@greenwitch, this is a common misconception. These universities are nonprofits, and therefore don’t run significant surpluses. Whatever revenues they earn, from tuition, grants, endowment income, etc., they spend, on financial aid, academic programming, facilities, etc. Sure, Harvard could decide to make tuition free for everyone - they’d just have to make enormous cuts to departments, staff, facilities, etc., to do it, and would fall behind other comparable institutions in these areas.

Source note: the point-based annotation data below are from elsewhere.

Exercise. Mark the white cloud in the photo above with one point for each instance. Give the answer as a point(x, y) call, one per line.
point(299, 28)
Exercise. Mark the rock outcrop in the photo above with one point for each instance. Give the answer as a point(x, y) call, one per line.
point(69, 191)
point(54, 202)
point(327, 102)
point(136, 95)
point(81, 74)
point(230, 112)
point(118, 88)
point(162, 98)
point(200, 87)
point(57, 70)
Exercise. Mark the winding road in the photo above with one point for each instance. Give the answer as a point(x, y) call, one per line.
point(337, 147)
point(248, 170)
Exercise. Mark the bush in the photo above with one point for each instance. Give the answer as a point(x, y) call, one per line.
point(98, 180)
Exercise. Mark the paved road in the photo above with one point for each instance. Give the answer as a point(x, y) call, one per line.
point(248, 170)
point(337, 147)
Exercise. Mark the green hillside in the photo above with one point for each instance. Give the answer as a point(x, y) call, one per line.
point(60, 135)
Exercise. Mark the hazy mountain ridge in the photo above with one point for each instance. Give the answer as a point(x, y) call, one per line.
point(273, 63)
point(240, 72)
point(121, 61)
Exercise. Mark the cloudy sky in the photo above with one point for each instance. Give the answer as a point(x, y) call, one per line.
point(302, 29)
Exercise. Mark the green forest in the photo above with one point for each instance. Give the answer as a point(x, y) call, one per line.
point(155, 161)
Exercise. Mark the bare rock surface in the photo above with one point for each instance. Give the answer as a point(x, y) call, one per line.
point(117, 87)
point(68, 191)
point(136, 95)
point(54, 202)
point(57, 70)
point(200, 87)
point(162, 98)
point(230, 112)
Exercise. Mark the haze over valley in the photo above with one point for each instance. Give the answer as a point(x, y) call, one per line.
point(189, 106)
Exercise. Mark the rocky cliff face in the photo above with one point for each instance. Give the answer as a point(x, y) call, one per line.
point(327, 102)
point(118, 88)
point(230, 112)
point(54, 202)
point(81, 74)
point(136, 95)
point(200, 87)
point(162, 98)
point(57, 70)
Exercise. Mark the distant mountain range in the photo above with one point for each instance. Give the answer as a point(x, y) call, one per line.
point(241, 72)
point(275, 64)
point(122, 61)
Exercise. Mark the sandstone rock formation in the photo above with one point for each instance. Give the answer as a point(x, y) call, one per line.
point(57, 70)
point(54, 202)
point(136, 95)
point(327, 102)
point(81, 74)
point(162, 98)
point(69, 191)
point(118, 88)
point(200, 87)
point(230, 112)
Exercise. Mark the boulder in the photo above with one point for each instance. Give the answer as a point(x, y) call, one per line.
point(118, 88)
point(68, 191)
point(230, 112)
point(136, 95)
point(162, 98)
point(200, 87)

Unless other comparable universities made tuition free, and accepted that they would have smaller faculties, reduced missions and worse facilities because of it, why would Harvard be the first, when many more brilliant kids than they can admit are lining up to pay full freight and attend a university that they expect to offer the greatest possible number of opportunities to them? If Harvard makes tuition free for everyone, it means they can’t, for example, afford to build that cutting-edge science lab, or hire those great faculty. If your family makes under about $100k, you’ll pay very little to go to Harvard - it’s cheaper to you than many state schools because of the aid it offers - and you’ll attend a university almost without peer in terms of the academic and other opportunities it offers its undergraduates. This is the balance Harvard has chosen to strike with the resources available to it.
When the financial crisis hit, Harvard’s endowment fell substantially in value, meaning that the income available from it to support the operating budget was significantly reduced, and major budget cuts had to be made across the board, affecting everything from faculty appointments to hot breakfasts. The academic complex the university had planned to build across the river in Allston had to be left as a parking lot and only recently has the situation stabilized sufficiently (in part because of large gifts received) for them to restart it. The Faculty of Arts and Sciences (which includes Harvard College) still runs at a deficit, subsidized by other parts of the university. Nothing is free.
@Iglooo - by your argument, the richest universities (which happen to be the best-regarded while being among the cheapest to attend for their poorest students, as noted above), should be taxed on the gifts they receive and consequently prevented from offering the best education they can…because you say so. I would like Harvard to continue to be the best university it can be, so I disagree.